Learning from Delhi

Page 36

NEW NEEMRANA ASHOK BHALOTRA

Ashok Bhalotra (1943) studied Architecture in Delhi and received practical training from members of Team X, the group of architects who, from the mid 1950s on, had challenged the doctrinaire approach of the Congrès Internationaux d’Architecture Moderne. He worked in India and Kuwait, and later in Paris at Woods & Candalis, as well as for Anatole Kopp. From 1971 onwards he was attached to KuiperCompagnons, a firm based in Rotterdam, specialized in urban planning, architecture, and landscape.
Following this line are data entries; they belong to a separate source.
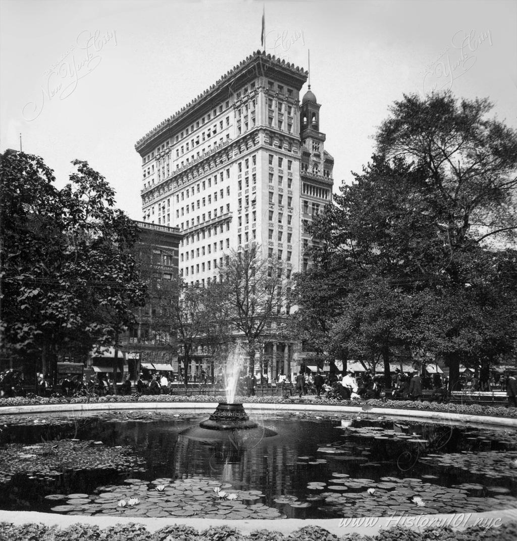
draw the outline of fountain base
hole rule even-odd
[[[231,430],[256,428],[258,425],[249,420],[242,404],[219,403],[215,411],[199,426],[209,430]]]

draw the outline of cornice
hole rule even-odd
[[[279,80],[297,83],[293,85],[299,91],[307,80],[308,75],[308,72],[302,68],[295,67],[294,64],[277,58],[274,56],[266,55],[263,51],[256,51],[243,60],[238,65],[234,66],[215,84],[204,90],[203,94],[199,94],[192,101],[146,134],[137,141],[135,148],[138,152],[141,152],[144,151],[146,147],[156,138],[163,137],[166,134],[167,136],[172,136],[180,129],[180,124],[183,122],[185,122],[185,124],[190,123],[192,120],[191,117],[194,116],[195,113],[196,116],[202,115],[203,109],[208,111],[214,108],[214,104],[216,101],[218,104],[220,103],[221,100],[219,96],[221,93],[225,92],[227,96],[234,93],[232,91],[232,84],[240,77],[243,79],[241,84],[244,84],[244,80],[255,78],[261,75],[266,76],[268,71],[272,74],[274,71],[275,76]],[[145,152],[144,151],[143,153],[145,154]]]

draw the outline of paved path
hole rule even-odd
[[[361,535],[376,535],[383,529],[396,526],[404,526],[412,530],[421,531],[425,527],[448,525],[455,530],[464,530],[470,526],[482,525],[485,527],[496,527],[510,521],[517,522],[517,508],[489,511],[485,513],[455,513],[453,514],[423,514],[396,516],[393,517],[367,517],[358,518],[303,519],[286,518],[277,520],[257,519],[241,520],[196,518],[147,518],[135,517],[106,517],[102,515],[57,514],[33,511],[2,511],[0,520],[14,524],[28,523],[42,523],[47,526],[66,528],[77,523],[96,525],[106,528],[115,524],[143,524],[151,532],[166,526],[181,524],[190,526],[199,531],[210,526],[228,526],[235,528],[241,533],[248,535],[256,530],[268,530],[280,532],[284,535],[292,533],[305,526],[318,526],[336,536],[355,532]]]

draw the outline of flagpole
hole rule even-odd
[[[260,44],[264,47],[266,54],[266,3],[262,4],[262,31],[260,36]]]

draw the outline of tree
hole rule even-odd
[[[158,273],[149,281],[148,338],[158,347],[179,353],[185,384],[189,367],[199,347],[214,355],[225,340],[223,288],[186,285],[180,278],[164,280]]]
[[[490,108],[487,100],[458,103],[448,93],[404,96],[379,129],[372,162],[341,187],[312,230],[325,241],[316,265],[340,267],[351,286],[342,290],[346,313],[335,335],[353,346],[354,337],[389,328],[392,346],[445,357],[453,386],[460,359],[484,355],[480,347],[494,358],[501,344],[485,321],[488,307],[500,319],[513,302],[507,281],[482,264],[496,257],[512,267],[513,256],[487,243],[509,242],[517,231],[517,136],[485,118]],[[380,296],[372,294],[376,280],[386,289]],[[368,296],[362,306],[361,295]],[[514,329],[515,318],[508,324]],[[377,338],[370,341],[382,349]]]
[[[61,190],[37,156],[2,157],[2,348],[40,355],[56,377],[58,354],[112,345],[144,301],[131,249],[138,228],[84,161]]]
[[[346,357],[332,334],[336,318],[341,313],[341,289],[343,276],[340,269],[333,273],[318,267],[294,277],[294,304],[298,309],[287,322],[287,332],[292,339],[301,340],[304,347],[313,351],[318,371],[327,359],[337,355]],[[344,353],[345,354],[344,355]],[[346,362],[346,358],[344,359]]]
[[[281,319],[289,282],[278,262],[262,258],[255,243],[242,252],[232,252],[219,272],[226,288],[231,328],[244,337],[248,370],[254,373],[258,345]]]
[[[492,108],[487,99],[458,103],[450,92],[424,100],[405,96],[391,108],[391,117],[377,136],[384,157],[402,158],[421,172],[416,187],[434,219],[432,238],[444,248],[438,267],[462,298],[473,297],[466,284],[479,283],[471,263],[483,259],[487,242],[500,248],[517,238],[517,134],[486,117]],[[483,296],[480,293],[477,298]],[[473,335],[482,325],[478,323],[470,327]],[[465,354],[456,348],[460,332],[450,326],[442,351],[452,372],[451,386]]]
For Bhalotra, city plans and building types present a rich pattern of diversity and contradictions: pleasure and functionality, symbols and rituals, tradition and modernity, the sublime and the banal, order and chaos, reality and dream–all couched in the dialectic of dwelling and travel. In late 2009 Bhalotra became the founder and director of FEWS for More. Sustainability is the key word related to FEWS for More: not only sustainability in the field of energy and use of materials, but also in the social, natural, cultural, and economic fields. FEWS for More advocates food, energy, water, and shelter for everyone across the globe. The Delhi-Mumbai Industrial Corridor (DMIC) is at present likely to be India’s most ambitious infrastructure programme. The project entails the development of industrial zones spanning six states in India, as well as creating new industrial ‘smart cities’ where next-generation technologies are converged across infrastructure sectors. In addition to new cities, the programme envisages the development of infrastructure linkages, such as power plants, assured water supply, high capacity transportation, and logistics facilities, as well as softer interventions, including a skill development programme to aid employment of the local populace. Conceived as a global manufacturing and trading hub, the corridor is expected to spur economic development in these regions and to help develop industries. Its promotors claim that the planned USD 100 billion investments in the corridor will double employment potential, triple industrial output, and quadruple exports from the region in five years. In the first phase seven new industrial cities are being developed. The programme was conceptualized by the governments of India and Japan, with funding shared equally by the two countries.